MessagePosté: Sam 02 Jan, 2010 17:32
de Jacques
Taliesin a écrit:Au-delà de la guéguerre cinquantenaire entre les universités de Rennes et Brest, je pense que ce colloque va surtout montrer le désintérêt des chercheurs français pour les études celtiques et pour la langue gauloise en particulier.

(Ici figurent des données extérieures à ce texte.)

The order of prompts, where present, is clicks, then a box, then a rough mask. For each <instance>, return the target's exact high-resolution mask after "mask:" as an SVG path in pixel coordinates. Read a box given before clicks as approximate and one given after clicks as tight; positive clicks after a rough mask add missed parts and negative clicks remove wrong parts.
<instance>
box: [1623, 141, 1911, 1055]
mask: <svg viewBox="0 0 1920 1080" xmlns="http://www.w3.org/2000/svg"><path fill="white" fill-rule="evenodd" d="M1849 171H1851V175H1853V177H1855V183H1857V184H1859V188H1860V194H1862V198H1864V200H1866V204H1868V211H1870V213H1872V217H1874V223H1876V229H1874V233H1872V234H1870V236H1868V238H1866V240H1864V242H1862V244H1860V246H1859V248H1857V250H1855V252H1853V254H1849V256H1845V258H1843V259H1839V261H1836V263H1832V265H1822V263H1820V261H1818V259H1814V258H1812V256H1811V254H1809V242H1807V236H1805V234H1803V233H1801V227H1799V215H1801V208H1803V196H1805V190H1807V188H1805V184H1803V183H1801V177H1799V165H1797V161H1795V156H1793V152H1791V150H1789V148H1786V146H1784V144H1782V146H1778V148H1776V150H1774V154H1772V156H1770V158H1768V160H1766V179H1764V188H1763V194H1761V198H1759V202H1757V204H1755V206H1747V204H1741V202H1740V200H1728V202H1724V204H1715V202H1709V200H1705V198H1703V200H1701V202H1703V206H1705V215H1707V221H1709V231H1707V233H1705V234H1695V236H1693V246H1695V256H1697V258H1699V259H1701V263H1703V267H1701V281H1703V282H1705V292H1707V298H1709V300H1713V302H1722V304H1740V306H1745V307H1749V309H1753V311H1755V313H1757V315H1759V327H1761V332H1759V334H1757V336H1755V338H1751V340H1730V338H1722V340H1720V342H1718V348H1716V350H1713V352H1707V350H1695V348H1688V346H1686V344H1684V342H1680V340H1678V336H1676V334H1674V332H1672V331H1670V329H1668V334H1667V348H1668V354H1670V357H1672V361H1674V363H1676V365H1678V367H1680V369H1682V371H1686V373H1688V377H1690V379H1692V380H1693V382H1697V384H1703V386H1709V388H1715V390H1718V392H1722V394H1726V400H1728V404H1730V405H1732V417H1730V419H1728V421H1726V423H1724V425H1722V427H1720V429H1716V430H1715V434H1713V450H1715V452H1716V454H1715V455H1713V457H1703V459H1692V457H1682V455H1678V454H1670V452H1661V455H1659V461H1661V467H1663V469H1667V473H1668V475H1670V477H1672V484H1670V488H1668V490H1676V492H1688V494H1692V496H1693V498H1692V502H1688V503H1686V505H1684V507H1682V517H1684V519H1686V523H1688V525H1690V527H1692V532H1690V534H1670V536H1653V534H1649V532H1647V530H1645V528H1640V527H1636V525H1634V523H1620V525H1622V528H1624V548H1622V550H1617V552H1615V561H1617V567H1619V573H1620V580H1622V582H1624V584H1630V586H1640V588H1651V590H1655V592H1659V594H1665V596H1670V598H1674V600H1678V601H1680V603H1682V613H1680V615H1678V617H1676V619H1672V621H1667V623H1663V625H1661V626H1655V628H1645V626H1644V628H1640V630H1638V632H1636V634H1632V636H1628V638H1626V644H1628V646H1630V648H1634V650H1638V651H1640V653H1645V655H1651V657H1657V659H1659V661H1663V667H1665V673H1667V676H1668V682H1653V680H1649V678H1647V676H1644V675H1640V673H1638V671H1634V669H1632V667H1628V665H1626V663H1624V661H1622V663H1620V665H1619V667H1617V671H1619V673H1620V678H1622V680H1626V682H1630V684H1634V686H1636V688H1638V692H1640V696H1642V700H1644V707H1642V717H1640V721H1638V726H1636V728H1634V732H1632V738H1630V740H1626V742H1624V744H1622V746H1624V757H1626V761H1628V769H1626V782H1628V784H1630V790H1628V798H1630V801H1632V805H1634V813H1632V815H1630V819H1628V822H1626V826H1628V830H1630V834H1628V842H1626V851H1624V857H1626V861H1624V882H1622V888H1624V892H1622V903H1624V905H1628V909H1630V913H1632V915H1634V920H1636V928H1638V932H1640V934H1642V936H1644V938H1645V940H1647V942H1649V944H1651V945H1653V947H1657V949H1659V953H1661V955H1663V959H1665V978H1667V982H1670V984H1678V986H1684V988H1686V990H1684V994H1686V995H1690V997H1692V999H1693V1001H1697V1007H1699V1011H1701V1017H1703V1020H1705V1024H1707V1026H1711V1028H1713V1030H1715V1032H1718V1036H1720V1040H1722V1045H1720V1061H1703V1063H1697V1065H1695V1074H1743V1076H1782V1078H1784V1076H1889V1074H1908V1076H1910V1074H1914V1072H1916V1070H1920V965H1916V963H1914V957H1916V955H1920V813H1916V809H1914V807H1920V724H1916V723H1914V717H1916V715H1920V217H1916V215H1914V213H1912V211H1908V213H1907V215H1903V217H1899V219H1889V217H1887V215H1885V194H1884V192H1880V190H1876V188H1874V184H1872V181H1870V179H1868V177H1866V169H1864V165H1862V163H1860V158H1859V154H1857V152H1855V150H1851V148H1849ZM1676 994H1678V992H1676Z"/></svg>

On ne peut que déplorer l'attitude officielle des élites françaises qui, à travers les décennies, ont toujours manifesté honte et suspicion envers notre passé celtique, laissant quelquefois éclater une bulle incontrôlée et irrationnelle de celtomanie, comme sous le second empire, d'autres fois cherchant à nier ou à minimiser ce passé, en cherchant à imposer la vision purement intellectuelle de Français nés d'immigrations successives dans un pays présenté comme un concept.
C'est comme un deuil qui n'aurait pas été fait, l'ensevelissement mal digéré et perpétué à travers les siècles d'une civilisation dont on veut maintenant nier l'importance. À L'intérêt des Allemands, des Américains, des Autrichiens, et de bien d'autres, pour tout ce qui concerne les Celtes, s'oppose une honte nationale de ce passé lointain, dont les manifestations hésitent entre l'ironie et le soupçon de nationalisme raciste.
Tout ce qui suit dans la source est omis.